Ипполит сунул заявление в карман и вышел не прощаясь.
ЧАСТЬ ТРЕТЬЯ
СМЕРТЬ САВИЦКОГО
1
А к вечеру выпал снег. Он зашпаклевал булыжники, ямы, сгладил тротуары с мостовыми, покрыл все рыхлым сахаристым накатом.
Штакетники вдоль витрин магазинов зарылись в снежные пеналы.
Ирине нравилось ладонью подгребать снег.
С одного конца в другой. Словно вытягиваешь из пенала длинный черный карандаш…
Вадим чуть поотстал. Если он вовсе уйдет, Ирина этого не заметит. Так ему показалось. Ирину слишком увлекала игра со снегом. От витрины к витрине… Вадим вначале думал обидеться, а потом забыл и просто шел, скрипя новыми ботинками.
Прошло около месяца, как Ипполит уволился из обсерватории. Где он теперь работал, никто не знал. Даже поговаривали, что он уехал в Ленинград, в Пулково. Страсти в отделе улеглись. Впрочем, Вадим теперь редко бывал в отделе. Как и Киреев. Все дни они проводили на заводах. Надо было разместить заказ на постройку основания антенны…
Неделю были в Москве, в различных министерствах. У Киреева там оказалось множество знакомых. Но ничего пока не получалось. Весь вопрос упирался в металл. Ни у кого не было сверхлимитного металла. Так по крайней мере говорили.
Вадим повсюду таскался за Киреевым с тремя толстыми папками. В папках сложены рабочие чертежи и технические условия. Вначале Вадима бесило унижение Киреева перед каждой министерской или заводской фигурой. Затем он смирился и молча брел из кабинета в кабинет.
В Москве он купил огромный портфель и сложил в него папки. Портфель был похож на киреевский, лишь поновей и углы пока сверкали свежим хромом. До этого у Вадима не было портфеля. Вначале портфель поразил его своим размером, а потом оказался даже маленьким… В Комитете по радиоастрономии они не появлялись, чтобы не смущать умы решением строить инструмент силами обсерватории. По плану Киреева, он доложит Комитету, когда будет закончен монтаж инструмента. Тогда можно будет у них выбить какие-нибудь деньги.
Наконец кто-то из бывших студентов Киреева, член коллегии министерства, сообщил, что Тамбовский завод согласен разместить у себя заказ на литье станины.
Срочно выехали в Тамбов. Да, там брались отлить заказ, но обрабатывать станины они не смогут, у них нет карусельных станков. И вообще они литейщики. Надо разыскать еще и обработчиков…
Два дня Киреев пролежал в тамбовском Доме колхозников. Болело сердце.
За это время Вадиму удалось разжалобить энергичного Семена Борисовича, заместителя директора завода.
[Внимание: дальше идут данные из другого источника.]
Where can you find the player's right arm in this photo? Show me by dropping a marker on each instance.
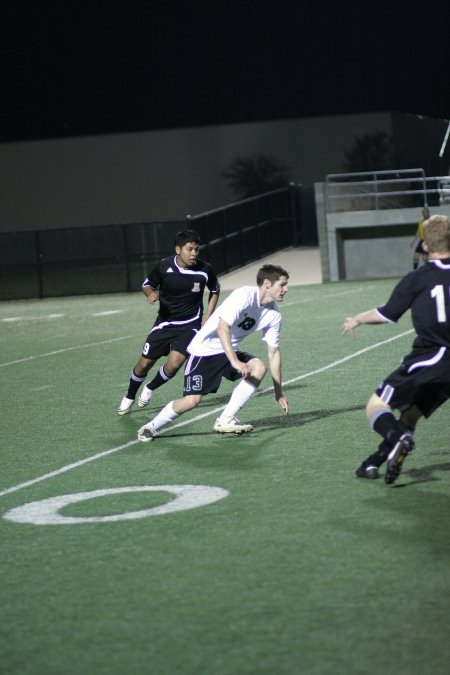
(371, 316)
(224, 333)
(151, 284)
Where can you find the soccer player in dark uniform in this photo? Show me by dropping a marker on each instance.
(422, 382)
(178, 282)
(215, 354)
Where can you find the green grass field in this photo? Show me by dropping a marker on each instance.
(296, 567)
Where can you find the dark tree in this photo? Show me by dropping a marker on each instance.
(371, 152)
(250, 176)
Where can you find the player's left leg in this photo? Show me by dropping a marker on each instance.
(165, 373)
(227, 421)
(168, 414)
(397, 439)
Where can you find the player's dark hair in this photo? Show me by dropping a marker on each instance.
(436, 232)
(270, 272)
(185, 236)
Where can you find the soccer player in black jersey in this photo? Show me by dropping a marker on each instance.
(422, 382)
(178, 282)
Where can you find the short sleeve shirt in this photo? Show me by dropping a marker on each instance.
(245, 315)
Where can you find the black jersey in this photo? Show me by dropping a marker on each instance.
(181, 290)
(426, 291)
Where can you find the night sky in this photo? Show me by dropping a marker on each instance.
(71, 68)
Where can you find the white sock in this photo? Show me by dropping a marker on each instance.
(166, 415)
(241, 394)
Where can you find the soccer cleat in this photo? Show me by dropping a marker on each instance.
(367, 471)
(231, 426)
(397, 456)
(145, 397)
(146, 433)
(125, 406)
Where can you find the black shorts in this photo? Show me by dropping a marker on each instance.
(161, 341)
(423, 380)
(203, 374)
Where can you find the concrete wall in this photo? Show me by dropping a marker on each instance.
(135, 177)
(367, 244)
(165, 175)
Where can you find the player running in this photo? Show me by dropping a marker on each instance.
(215, 353)
(178, 282)
(422, 383)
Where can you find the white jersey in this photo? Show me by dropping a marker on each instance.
(243, 313)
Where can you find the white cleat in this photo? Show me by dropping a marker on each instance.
(231, 426)
(125, 406)
(146, 433)
(145, 397)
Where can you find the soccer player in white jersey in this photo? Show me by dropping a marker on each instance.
(178, 283)
(215, 353)
(422, 382)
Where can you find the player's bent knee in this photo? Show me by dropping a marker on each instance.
(257, 369)
(374, 404)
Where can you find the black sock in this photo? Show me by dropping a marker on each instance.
(159, 379)
(135, 383)
(379, 456)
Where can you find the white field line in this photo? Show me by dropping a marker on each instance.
(66, 349)
(105, 453)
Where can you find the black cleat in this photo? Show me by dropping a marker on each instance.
(367, 471)
(397, 456)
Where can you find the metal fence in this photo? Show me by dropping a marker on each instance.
(116, 258)
(375, 190)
Семен Борисович не мог устоять перед интеллигентной внешностью Вадима и провернул заявку на Уральский металлообрабатывающий завод. По телефону. Там у него были друзья…
…Ирина слепила снежок и бросила в Вадима.
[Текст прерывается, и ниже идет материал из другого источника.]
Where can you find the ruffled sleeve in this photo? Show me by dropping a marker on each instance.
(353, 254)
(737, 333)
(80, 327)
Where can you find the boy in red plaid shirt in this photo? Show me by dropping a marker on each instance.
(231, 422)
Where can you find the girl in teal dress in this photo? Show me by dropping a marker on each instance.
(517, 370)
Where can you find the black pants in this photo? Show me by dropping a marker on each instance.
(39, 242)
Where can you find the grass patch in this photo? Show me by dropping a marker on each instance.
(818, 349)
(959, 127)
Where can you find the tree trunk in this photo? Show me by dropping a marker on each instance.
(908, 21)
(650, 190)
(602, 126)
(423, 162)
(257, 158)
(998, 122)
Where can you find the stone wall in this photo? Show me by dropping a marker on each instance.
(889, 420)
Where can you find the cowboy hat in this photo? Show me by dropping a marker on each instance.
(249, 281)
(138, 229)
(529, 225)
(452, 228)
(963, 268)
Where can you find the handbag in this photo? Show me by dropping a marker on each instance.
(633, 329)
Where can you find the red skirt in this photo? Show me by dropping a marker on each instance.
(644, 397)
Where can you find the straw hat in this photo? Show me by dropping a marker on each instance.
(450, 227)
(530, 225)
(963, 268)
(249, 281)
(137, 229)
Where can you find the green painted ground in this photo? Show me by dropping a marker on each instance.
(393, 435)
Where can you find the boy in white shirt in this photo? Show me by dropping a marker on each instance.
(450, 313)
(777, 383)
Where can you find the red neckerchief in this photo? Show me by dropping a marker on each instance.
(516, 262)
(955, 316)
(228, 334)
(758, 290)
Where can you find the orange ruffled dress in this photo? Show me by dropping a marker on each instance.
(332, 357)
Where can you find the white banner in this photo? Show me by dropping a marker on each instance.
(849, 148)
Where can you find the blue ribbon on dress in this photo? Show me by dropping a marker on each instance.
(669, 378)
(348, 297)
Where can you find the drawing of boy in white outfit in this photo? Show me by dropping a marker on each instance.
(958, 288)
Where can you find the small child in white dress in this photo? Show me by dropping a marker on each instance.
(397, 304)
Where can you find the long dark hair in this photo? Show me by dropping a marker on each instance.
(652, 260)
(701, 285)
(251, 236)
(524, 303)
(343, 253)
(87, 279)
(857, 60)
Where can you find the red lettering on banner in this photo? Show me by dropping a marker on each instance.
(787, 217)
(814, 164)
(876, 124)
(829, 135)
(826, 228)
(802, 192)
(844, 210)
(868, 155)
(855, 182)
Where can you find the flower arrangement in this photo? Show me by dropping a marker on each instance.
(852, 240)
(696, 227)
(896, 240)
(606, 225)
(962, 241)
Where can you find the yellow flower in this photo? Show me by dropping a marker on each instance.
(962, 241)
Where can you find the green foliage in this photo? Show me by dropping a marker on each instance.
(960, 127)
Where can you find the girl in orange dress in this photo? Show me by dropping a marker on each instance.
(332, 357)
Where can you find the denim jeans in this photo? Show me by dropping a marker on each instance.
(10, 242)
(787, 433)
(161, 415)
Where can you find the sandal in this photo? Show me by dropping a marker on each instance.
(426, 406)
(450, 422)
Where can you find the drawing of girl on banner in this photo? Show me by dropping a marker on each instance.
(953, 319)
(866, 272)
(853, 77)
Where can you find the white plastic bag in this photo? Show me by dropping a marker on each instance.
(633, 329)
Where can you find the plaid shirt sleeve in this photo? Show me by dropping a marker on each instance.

— Не отставай, деятель! — крикнула она. С тех пор как Вадим вернулся из Тамбова, она называла его «деятелем». Вначале это его раздражало, потом он привык.
В витрине кондитерского магазина стояла новогодняя елочка из крема. Малиновый дед-мороз смотрел на ослика.
Ирина вошла в магазин. Вадим остался на улице.
На середине площади светилась большая елка. Словно гигантская перевернутая люстра. Вокруг сидели притихшие дети, с уважением глядя на мохнатую роскошь.
Вадим пересек площадь и подсел на одну из скамеек. На другом конце скамейки сидел мальчик.
— Думаете, это цельная елка? Ерунда! Ее сколотили из двух, а может, из трех, — мальчик оказался скептиком по натуре.
— А почему же не видать гвоздей? — другой мальчишка, что сидел посредине скамейки, не хотел смиряться.
Скептик не ответил, стараясь пробиться взглядом сквозь мишуру к стволу дерева.
— А у меня был, к примеру, игрушечный турист. По фамилии Семенов, — сказал Вадим, привлекая внимание компании.
Скептик почувствовал — падают его акции.
— А у игрушек не бывает фамилии, — он спасал положение.